BRAF, p53 y la mutación KRAS, MSI y CIMP Investigaciones
: Todas las muestras de cáncer previamente habían sido investigados para su estado de MSI mediante el panel de 5 marcadores del Instituto Nacional del cáncer (mononucleótido: BAT25, BAT26; dinucleótido: D5S346, D2S123 , D17S250) y clasificados MSI si por lo menos dos marcadores, incluyendo al menos un marcador mononucleótido, fueron positivos. La presencia de la
BRAF V600E
mutación,
p53
mutación (en todos los exones 4 a 8),
KRAS
mutación (en los codones 12 y 13), y la isla CpG methylator fenotipo (usando un panel de 5 marcadores que consiste en
CACNA1G
,
IGF2
,
Neurog1
,
RUNX3
,
SOCS1
[ ,,,0],5]) también se había determinado anteriormente [22], [36], [37]. Los cánceres se dividieron posteriormente en tres cohortes en función de su MSI y
BRAF
estado mutacional: como
BRAF mutante
/SMS (n = 60),
BRAF mutante
/MSI (n = 68) o
BRAF
tipo salvaje /SMS (n = 924).
polimorfismo de nucleótido único matrices
A partir de estas cohortes, 33
BRAF
mutante /MSS, 30
BRAF mutante
/MSI y 18
BRAF
tipo salvaje /cánceres del SMS y las muestras normales emparejados fueron escogidos para la cuantificación utilizando colorante Picogreen, y el análisis de número de copias en todo el genoma aberraciones (CNA) con HumanCytoSNP-12v2.1 polimorfismo de nucleótido único (SNP) matrices (Illumina, San Diego, CA.) según las instrucciones del fabricante. Los BeadChips fueron escaneados utilizando el sistema iScan de Illumina y los datos de imagen se analizaron con GenomeStudio versión de Illumina 2011.1.0.24550. Las trazas de cáncer se hace referencia a sus perfiles normales de la misma y de los límites de todas las aberraciones número de copias somáticas se determinaron y se basan en genoma humano acumulación NCBI36 /hg19 manualmente. Para dar cuenta de la contaminación del estroma comúnmente presentes en las muestras de cáncer, el ADN Copia Número simulado (SiDCoN) [38] y una herramienta SiDCoN2 automatizado que son aplicaciones basadas en la escritura de I, se utilizaron para asignar a cada CNA una relación de registro R y la puntuación B frecuencia de los alelos de determinar el genotipo de cada CNA. La aplicación SiDCoN fue capaz de determinar la extensión de células que mostró un cambio de número de copia aberrante para cada CNA, incluyendo genotipos heterogéneos. Cualquier CNA individual que anotó menos de 20% de la participación celular aberrante se excluyó del análisis a fin de asegurar que los datos de la CNA fiables [38], [39]. El CNA se convierte después de Excel a las pistas de datos personalizados y se visualiza en la Universidad de California, Genome Browser de Santa Cruz (http://genome.ucsc.edu/) [40].

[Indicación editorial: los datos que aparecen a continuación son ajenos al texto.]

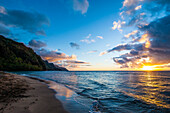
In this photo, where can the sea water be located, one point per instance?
(112, 91)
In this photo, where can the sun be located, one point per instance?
(148, 68)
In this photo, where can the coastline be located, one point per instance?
(20, 94)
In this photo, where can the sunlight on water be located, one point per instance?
(149, 89)
(115, 91)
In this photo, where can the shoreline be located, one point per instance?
(21, 94)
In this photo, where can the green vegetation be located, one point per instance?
(16, 56)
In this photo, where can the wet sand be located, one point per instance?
(19, 94)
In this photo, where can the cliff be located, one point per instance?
(16, 56)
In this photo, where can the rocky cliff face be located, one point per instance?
(16, 56)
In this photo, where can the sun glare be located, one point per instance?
(148, 68)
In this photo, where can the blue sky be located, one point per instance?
(88, 26)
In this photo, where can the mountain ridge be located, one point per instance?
(15, 56)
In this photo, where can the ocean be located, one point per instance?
(109, 91)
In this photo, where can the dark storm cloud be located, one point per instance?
(74, 45)
(37, 44)
(32, 22)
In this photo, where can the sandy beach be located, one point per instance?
(19, 94)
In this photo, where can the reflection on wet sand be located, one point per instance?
(61, 90)
(150, 89)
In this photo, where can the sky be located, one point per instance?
(92, 34)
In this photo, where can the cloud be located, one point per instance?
(94, 51)
(54, 56)
(138, 7)
(100, 37)
(118, 25)
(131, 34)
(75, 62)
(74, 45)
(89, 39)
(37, 44)
(32, 22)
(150, 44)
(4, 30)
(81, 5)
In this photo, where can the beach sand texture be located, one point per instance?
(19, 94)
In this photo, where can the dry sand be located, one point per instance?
(19, 94)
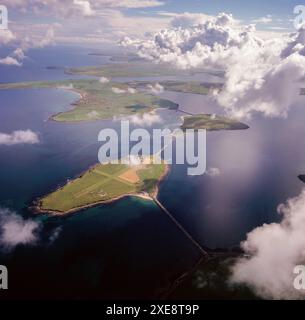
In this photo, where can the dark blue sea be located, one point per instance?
(130, 248)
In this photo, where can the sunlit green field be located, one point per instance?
(211, 123)
(100, 100)
(103, 183)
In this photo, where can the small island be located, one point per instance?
(105, 183)
(135, 69)
(211, 122)
(193, 87)
(99, 101)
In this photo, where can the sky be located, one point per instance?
(102, 21)
(255, 43)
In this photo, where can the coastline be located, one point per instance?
(36, 207)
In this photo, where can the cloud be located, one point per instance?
(54, 235)
(213, 172)
(261, 75)
(263, 20)
(274, 250)
(185, 19)
(24, 43)
(68, 8)
(6, 36)
(121, 91)
(19, 137)
(104, 80)
(9, 61)
(146, 119)
(157, 88)
(117, 90)
(15, 230)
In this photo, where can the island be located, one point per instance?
(211, 122)
(193, 87)
(137, 69)
(100, 101)
(105, 183)
(302, 177)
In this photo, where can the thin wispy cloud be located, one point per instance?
(19, 137)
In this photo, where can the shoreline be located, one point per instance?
(36, 207)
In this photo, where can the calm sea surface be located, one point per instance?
(130, 249)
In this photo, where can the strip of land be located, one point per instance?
(211, 122)
(99, 101)
(104, 183)
(136, 69)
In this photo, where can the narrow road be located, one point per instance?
(159, 204)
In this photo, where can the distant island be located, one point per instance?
(100, 101)
(211, 122)
(137, 69)
(104, 183)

terminología Citogenética se aplicó con "ganancias" y "pérdidas" que se refieren a eventos brazo cromosómico enteros donde una gran región genómica se vio afectada y por lo general consistía en pequeños números de copias. 'Las amplificaciones' y '' supresiones que se refiere el CNA cubre sub-regiones cromosómicas o focales y estas potencialmente implicados mayores números de copias [41]. Los tipos específicos de deleción y amplificación CNA se analizaron con supresión eventos que comprenden de pérdida de heterocigosidad (LOH), copiar neutral pérdida de heterocigosidad (cnLOH) y la supresión homozogous (HD) eventos, mientras que la amplificación CNA incluido (complejo), amplificación de eventos 3N y ≥4n .

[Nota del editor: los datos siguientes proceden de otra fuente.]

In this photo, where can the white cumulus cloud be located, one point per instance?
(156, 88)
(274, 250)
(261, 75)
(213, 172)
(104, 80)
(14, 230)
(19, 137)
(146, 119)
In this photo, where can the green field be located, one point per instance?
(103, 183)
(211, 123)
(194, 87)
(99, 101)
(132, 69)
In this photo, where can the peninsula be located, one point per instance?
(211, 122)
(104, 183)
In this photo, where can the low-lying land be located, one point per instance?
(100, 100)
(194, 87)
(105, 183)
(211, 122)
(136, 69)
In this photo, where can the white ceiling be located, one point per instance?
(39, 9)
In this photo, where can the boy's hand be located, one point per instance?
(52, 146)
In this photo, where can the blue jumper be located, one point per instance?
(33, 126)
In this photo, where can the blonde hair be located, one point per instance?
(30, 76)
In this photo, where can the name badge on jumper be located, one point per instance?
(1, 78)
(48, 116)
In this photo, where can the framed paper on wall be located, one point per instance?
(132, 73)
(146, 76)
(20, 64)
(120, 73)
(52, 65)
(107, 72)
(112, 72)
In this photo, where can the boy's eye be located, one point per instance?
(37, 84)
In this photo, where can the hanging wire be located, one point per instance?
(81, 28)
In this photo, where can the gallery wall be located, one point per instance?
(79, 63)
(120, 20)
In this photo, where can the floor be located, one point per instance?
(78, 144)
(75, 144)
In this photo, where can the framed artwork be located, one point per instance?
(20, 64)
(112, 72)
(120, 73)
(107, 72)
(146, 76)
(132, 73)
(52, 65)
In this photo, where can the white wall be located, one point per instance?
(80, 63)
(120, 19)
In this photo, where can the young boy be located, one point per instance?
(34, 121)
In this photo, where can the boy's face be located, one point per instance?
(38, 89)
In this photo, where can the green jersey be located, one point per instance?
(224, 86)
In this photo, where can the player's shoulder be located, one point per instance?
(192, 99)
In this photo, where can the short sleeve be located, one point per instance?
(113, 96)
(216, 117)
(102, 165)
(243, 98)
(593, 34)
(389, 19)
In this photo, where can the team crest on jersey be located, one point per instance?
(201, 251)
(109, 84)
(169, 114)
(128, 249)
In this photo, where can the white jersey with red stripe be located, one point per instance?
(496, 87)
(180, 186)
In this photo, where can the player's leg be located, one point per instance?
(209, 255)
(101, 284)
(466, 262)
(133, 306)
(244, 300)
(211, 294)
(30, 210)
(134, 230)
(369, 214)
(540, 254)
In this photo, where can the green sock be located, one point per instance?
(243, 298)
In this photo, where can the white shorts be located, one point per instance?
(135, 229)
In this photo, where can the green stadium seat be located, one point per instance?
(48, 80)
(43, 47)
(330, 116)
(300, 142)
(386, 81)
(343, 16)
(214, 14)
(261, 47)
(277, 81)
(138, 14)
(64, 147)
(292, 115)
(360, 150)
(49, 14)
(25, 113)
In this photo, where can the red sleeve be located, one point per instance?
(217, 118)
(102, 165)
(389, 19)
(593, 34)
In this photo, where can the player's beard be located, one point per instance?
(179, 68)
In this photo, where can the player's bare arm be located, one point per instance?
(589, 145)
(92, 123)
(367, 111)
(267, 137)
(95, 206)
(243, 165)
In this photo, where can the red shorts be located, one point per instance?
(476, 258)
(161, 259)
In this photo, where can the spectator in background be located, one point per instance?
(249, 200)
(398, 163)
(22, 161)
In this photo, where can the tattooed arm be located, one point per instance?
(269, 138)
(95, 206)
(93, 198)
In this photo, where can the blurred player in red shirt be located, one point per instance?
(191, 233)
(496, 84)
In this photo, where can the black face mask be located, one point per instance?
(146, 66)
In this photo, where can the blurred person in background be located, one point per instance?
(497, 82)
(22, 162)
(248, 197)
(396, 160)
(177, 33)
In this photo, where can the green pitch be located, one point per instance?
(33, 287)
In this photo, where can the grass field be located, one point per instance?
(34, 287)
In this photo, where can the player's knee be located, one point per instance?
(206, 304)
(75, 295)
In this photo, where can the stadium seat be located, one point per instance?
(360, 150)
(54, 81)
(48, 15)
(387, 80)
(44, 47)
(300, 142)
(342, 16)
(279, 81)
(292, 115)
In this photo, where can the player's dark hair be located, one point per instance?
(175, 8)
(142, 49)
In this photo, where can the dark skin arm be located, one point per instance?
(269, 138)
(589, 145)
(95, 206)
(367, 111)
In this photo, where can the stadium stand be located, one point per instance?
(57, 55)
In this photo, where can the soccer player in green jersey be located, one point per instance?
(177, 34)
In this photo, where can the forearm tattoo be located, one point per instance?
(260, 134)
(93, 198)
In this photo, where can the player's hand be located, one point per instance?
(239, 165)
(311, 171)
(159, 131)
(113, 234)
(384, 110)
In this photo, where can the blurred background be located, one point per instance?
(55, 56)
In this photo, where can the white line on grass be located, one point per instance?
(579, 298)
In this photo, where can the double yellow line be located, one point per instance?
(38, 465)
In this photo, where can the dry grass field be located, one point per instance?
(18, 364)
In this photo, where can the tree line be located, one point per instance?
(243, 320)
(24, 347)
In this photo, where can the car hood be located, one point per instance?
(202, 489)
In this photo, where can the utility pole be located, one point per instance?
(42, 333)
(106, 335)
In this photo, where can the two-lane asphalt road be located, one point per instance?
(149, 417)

para determinar el alcance de la cobertura de la CNA por cromosoma, la longitud de cada CNA se calculó como una fracción de su cobertura a lo largo de toda la longitud del brazo del cromosoma específico con el fin de permitir la comparación de CNA que ocurren en todo cromosoma armas con diferentes longitudes [41]. CNA continuas que cubren ≥95% de un brazo cromosómico se denominaron 'CNA toda brazo cromosómico; CNA regionales cubren entre el 50-94% de un brazo del cromosoma; y eventos focales fueron considerados como & lt; 50% de la longitud de un brazo del cromosoma de acuerdo con los datos publicados previamente [24], [41], [42], [43]. En este estudio, todo el cromosoma CNA (aberraciones continuo que se extiende sobre ambos brazos del cromosoma) se incluyeron en el análisis de todo el cromosoma brazo CNA como en Beroukhim
et al
[41] y la caracterización del genoma de la red Atlas del Cáncer de CCR [ ,,,0],24]. También se identificaron las regiones comunes mínimas (MCR) y se refirieron a la loci del genoma más pequeño que contenían deleción o amplificación del número de copias cambios en las frecuencias más altas en todos los cánceres en cada cohorte.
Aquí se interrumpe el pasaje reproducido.